NetworkComputing.com has released the feature story from their 2007 NWC Reader Survey. The feedback they received was significant.
“IT managers are deeply dissatisfied with the way the vendor community does business. That's the bottom line of our 2007 Reader Survey, in which the response data and true-life anecdotes chart just how and where IT vendors are failing their customers.Vendors are overpromising and underdelivering on features and capabilities and failing to support their customers. IT pros know how to take vendor promises with a grain of salt, but when 72 percent of respondents say products aren't shipped with promised features, we've got a problem. And customer support is only mildly better. Many survey participants said first-line customer support is inadequate and vendors aren't willing to take responsibility for technical problems.” [Emphasis added]
…
Everyone knows vendors routinely overstate the capabilities of products and services, but the extent of this practice is disturbingly widespread. Only 28 percent of respondents said key features promised by a salesperson were actually present in a major product rollout.
This practice may win accounts, but it sure doesn't lead to satisfied customers. When asked, "If you could stop vendors from doing one thing ..." the top answer was "promising capabilities that aren't there." A comment from a disgruntled reader sums it up best: "Vendors need to reality-check their salesweasels."

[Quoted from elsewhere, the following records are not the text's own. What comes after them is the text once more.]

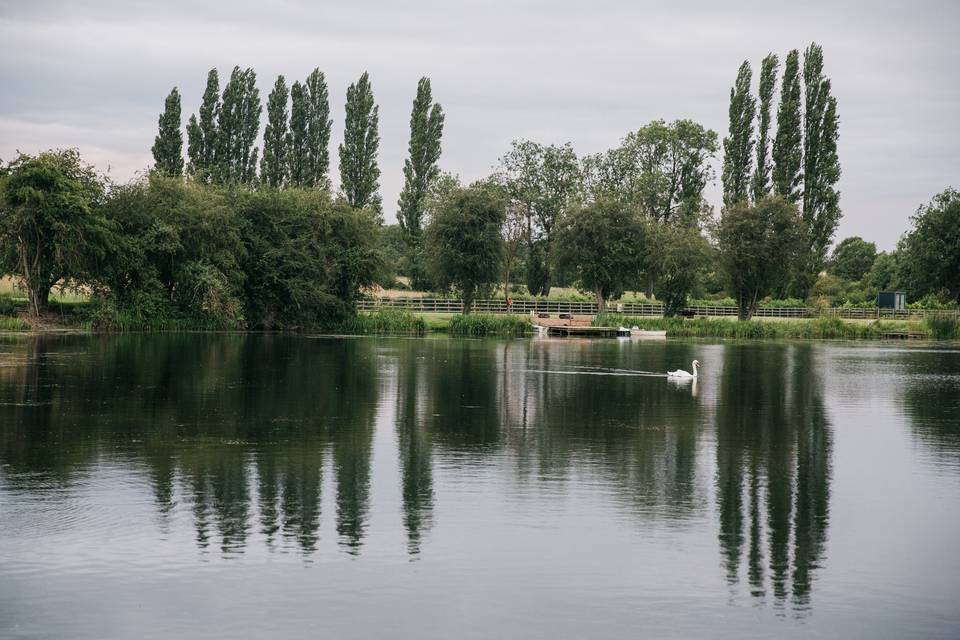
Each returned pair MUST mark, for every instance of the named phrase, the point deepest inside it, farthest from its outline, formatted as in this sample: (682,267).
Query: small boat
(637,332)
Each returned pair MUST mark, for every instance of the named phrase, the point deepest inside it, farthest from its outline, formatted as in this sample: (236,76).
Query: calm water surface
(201,486)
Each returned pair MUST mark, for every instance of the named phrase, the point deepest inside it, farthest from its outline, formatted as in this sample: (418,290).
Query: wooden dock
(902,335)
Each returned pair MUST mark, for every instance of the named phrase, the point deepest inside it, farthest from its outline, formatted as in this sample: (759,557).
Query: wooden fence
(450,305)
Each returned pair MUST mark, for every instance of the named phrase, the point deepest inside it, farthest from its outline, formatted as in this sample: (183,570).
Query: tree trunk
(601,301)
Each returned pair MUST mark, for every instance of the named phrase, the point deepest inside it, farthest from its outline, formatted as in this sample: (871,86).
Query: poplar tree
(168,145)
(419,171)
(318,130)
(738,146)
(202,132)
(821,166)
(297,146)
(237,127)
(359,173)
(761,173)
(273,165)
(788,142)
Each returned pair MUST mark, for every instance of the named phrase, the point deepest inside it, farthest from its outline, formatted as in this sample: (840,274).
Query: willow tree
(738,145)
(420,169)
(168,145)
(51,228)
(359,173)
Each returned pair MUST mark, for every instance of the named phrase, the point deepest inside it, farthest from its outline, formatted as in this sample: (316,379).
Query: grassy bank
(815,328)
(400,322)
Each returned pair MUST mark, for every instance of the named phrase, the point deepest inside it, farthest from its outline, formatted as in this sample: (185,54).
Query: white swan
(680,373)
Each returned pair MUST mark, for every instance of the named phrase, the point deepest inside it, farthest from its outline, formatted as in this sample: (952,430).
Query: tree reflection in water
(246,431)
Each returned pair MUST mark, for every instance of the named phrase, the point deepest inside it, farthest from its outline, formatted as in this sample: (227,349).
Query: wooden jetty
(902,335)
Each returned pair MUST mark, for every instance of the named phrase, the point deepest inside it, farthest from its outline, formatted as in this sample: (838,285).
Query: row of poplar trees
(221,141)
(799,164)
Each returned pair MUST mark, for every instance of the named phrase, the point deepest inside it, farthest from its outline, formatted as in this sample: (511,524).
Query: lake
(233,485)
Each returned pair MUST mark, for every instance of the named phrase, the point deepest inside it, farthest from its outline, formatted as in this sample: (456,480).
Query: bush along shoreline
(823,328)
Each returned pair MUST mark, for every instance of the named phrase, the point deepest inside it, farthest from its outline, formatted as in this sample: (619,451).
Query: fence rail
(450,305)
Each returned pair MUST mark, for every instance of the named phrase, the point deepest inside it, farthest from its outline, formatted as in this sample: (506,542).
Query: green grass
(14,324)
(384,322)
(943,327)
(816,328)
(487,324)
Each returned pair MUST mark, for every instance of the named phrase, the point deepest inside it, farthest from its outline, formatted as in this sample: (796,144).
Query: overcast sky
(93,74)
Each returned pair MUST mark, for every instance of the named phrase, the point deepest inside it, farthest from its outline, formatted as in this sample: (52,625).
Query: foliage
(760,185)
(738,145)
(420,170)
(679,259)
(238,123)
(14,324)
(929,254)
(487,324)
(202,132)
(359,172)
(168,145)
(853,258)
(382,322)
(788,143)
(7,307)
(824,327)
(607,242)
(274,163)
(541,182)
(319,123)
(50,227)
(463,240)
(662,169)
(757,244)
(175,253)
(943,327)
(305,257)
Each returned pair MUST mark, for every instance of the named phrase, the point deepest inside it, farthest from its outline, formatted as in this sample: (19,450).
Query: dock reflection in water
(484,461)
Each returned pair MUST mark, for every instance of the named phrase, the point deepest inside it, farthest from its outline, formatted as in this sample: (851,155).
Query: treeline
(228,237)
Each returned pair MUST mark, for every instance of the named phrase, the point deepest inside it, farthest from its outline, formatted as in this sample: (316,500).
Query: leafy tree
(168,145)
(738,145)
(662,169)
(305,257)
(419,172)
(757,244)
(821,210)
(274,164)
(543,182)
(237,127)
(50,227)
(318,131)
(299,170)
(853,258)
(202,133)
(681,256)
(607,242)
(359,173)
(463,240)
(788,142)
(761,174)
(929,254)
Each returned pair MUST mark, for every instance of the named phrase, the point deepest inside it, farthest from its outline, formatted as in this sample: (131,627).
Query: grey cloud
(94,75)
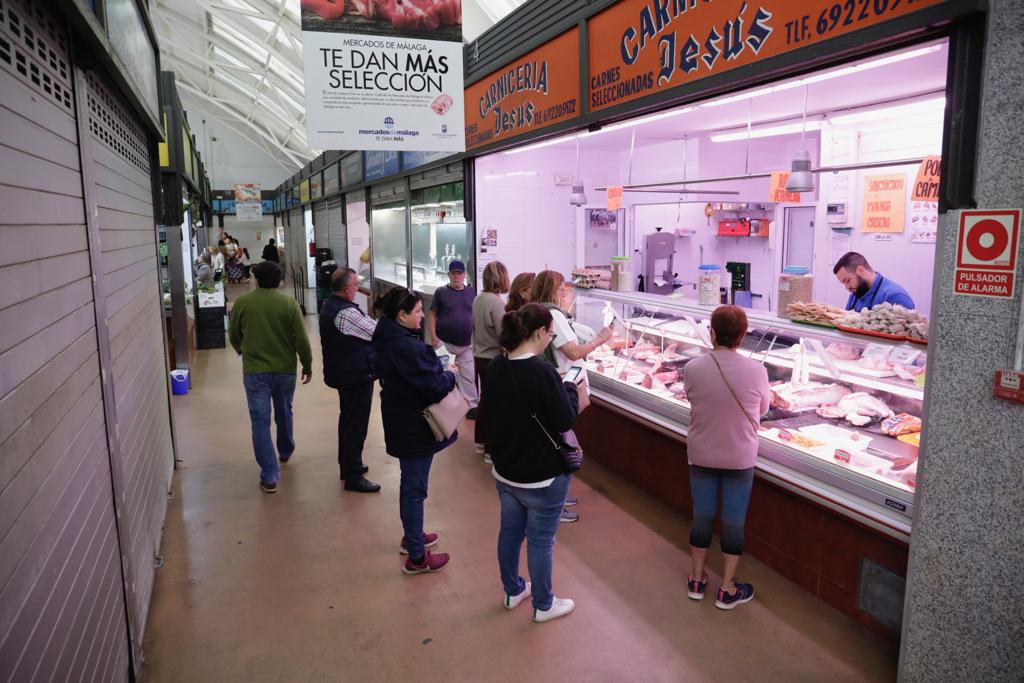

NetQoS's founders came from the IT world. They ran IT organizations, purchased from IT vendors, and lived this experience. In fact, they developed the first generation of NetQoS products in the IT department of a global company. Undoubtedly, the same frustration expressed in this survey led to the development of one of NetQoS' core founding principles – We under promise, and over deliver.
It is literally plastered on our walls and in our psyche. Well... not literally literally in our psyche, but certainly literally literally on our walls...


...and it's more of a paint with wood accents than plaster - you get the idea.
Wall-mounted embossed typography notwithstanding, NetQoS has received some very high marks in customer satisfaction, because each and every employee here adheres to this principle. We'd better, we're evaluated based on it and 7 other principles.
In August of 2005, First Market Research did a survey of our customers, and found that they had a 88% "very favorable" rating of us and a 12% "fairly favorable" rating, and more than 90% said that NetQoS's products were having a beneficial impact on their organization. The numbers speak for themselves.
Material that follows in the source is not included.